Che è un anno dispari, quindi senza grandi eventi mondiali del calcio o delle
olimpiadi. Ma questo per Rai, stavolta, potrebbe essere un bene: meno spese e
possibilità di ristrutturarsi con più calma. Serve del tempo. Questo scenario da
trincea si realizza infatti in un mercato che ha aspetti apparentemente paradossali.

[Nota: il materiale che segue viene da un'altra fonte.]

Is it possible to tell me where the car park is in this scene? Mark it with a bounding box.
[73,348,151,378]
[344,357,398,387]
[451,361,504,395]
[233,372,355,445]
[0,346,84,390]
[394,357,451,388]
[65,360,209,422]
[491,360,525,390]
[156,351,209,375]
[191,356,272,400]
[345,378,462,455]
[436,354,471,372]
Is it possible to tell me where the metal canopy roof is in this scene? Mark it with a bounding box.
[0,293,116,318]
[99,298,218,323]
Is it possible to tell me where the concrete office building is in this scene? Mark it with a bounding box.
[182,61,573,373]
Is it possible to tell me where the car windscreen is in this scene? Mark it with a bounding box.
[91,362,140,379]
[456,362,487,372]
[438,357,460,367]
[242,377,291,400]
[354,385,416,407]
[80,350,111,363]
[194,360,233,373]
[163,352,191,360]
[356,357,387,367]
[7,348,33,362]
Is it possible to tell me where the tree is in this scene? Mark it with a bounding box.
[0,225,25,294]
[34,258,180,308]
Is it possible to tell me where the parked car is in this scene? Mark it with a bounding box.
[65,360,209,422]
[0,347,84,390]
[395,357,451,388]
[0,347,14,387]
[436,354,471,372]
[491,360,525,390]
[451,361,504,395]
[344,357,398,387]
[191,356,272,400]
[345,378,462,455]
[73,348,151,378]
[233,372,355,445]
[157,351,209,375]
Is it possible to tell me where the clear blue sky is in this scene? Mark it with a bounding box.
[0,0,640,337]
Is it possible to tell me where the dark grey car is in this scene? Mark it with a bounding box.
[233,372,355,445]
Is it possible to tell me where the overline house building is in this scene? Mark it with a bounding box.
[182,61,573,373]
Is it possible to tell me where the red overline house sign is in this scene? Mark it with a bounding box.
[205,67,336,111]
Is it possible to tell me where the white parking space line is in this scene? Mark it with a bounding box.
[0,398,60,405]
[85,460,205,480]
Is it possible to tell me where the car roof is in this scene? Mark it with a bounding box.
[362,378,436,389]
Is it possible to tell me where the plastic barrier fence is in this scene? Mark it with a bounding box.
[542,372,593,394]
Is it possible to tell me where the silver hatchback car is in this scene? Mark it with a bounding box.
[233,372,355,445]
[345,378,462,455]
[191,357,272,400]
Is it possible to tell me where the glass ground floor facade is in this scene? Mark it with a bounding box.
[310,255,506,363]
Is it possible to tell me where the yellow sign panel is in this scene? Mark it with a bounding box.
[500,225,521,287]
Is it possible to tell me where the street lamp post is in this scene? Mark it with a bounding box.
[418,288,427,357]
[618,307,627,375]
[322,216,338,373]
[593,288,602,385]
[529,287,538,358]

Il capodanno di Rai 1 ha fatto il record di ascolti degli ultimi 15 anni. C'è la
crisi, i consumi crollano e le famiglie sono tornate a passare più tempo
davanti alla tv. «L'audience è
tornata a crescere, invertendo la
tendenza degli ultimi anni - commenta Alessandro Araimo, senior partner di
Roland Berger - Ma questo ritorno alla tv avviene proprio mentre le ammiraglie
generaliste stanno tagliando i costi. Il crollo della pubblicità costringe a
riequilibrare i conti economici. Solo che finora entrambe lo hanno fatto
tagliando sul costo dei contenuti e abbassando di fatto la qualità: meno prime visioni, meno nuove
produzioni, aumentano le repliche. Questo ha aperto la strada al progressivo spostamento degli spettatori verso i
nuovi canali e i nuovi contenuti. In più la crisi economica sta favorendo un riflusso verso i programmi free di
utenti della pay tv e anche questo
va a vantaggio dei nuovi canali. E ciò spiega il successo e la crescita di
nuovi protagonisti come Discovery».
Ecco, la pay è l'altro punto dolente di Medìaset. I primi nove mesi 2012 avevano registrato ricavi per 480
milioni, di cui 382 da abbonamenti
(erano 388 nello stesso periodo del 2011) e il resto da pubblicità, e una perdita operativa sui 30 milioni. I
report bancari, da Merryll Lynch, a Goldman Sachs, a Kepler, convergono su un
valore di fine anno intorno ai 520 milioni ma soprattutto nessuno prevede che
questa cifra si sposterà di molto da qui nei prossimi tre anni. L'arpu è basso,
per arrivare a break even dovrebbe avere 3/3,5
milioni di utenti. La ricerca di un partner a supportare l'investimento o
un acquirente, sembra rinviata a dopo il voto, ma il buco nero che porterà al
primo bilancio in rosso di Mediaset da un decennio a questa parte è qui. E con
il taglio ai costi dei diritti potrebbe essere proprio Premium la pay di Mediaset, a pagare ben più di Sky il costo del riflusso di spettatori
verso il free. Per ora si va avanti tagliando costi. E vedendo gli asset
minori, come il 49% di Warner Village, le multisala. Poca roba. Oppure con la
razionalizzazione dei costi. E si torna a parlare della fusione in Publitalia di Mondadori Pubblicità. Stefano Sala, che
deve ripulire la ruggine della concessionaria del Biscione è ufficialmente entrato
nel ruolo di direttore commerciale
dal primo gennaio, ma di fatto è da novembre che ha lasciato la Wpp e si è
messo al lavoro. E' un'ipotesi però che non suscita grandi entusiasmi. E
soprattutto che darebbe effetti principalmente in Mondadori, a patto però di
accompagnarsi una sostanziosa sfoltita nel numero delle testate, in particolare
tra i femminili. La soluzione per Mediaset non è certo impossibile, ma è
complicata: deve invertire la rotta di 180 gradi. Aveva puntato sulla pay e
sulle reti ammiraglie. Deve uscire dalla pay e inventarsi una strategia sui nuovi canali digitali e su Internet, che
il Biscione considera come se fosse una frequenza, ossia si limita a replicarci i canali e poco più. Può
farcela ma deve cambiare molte cose. Dopo il 26 febbraio.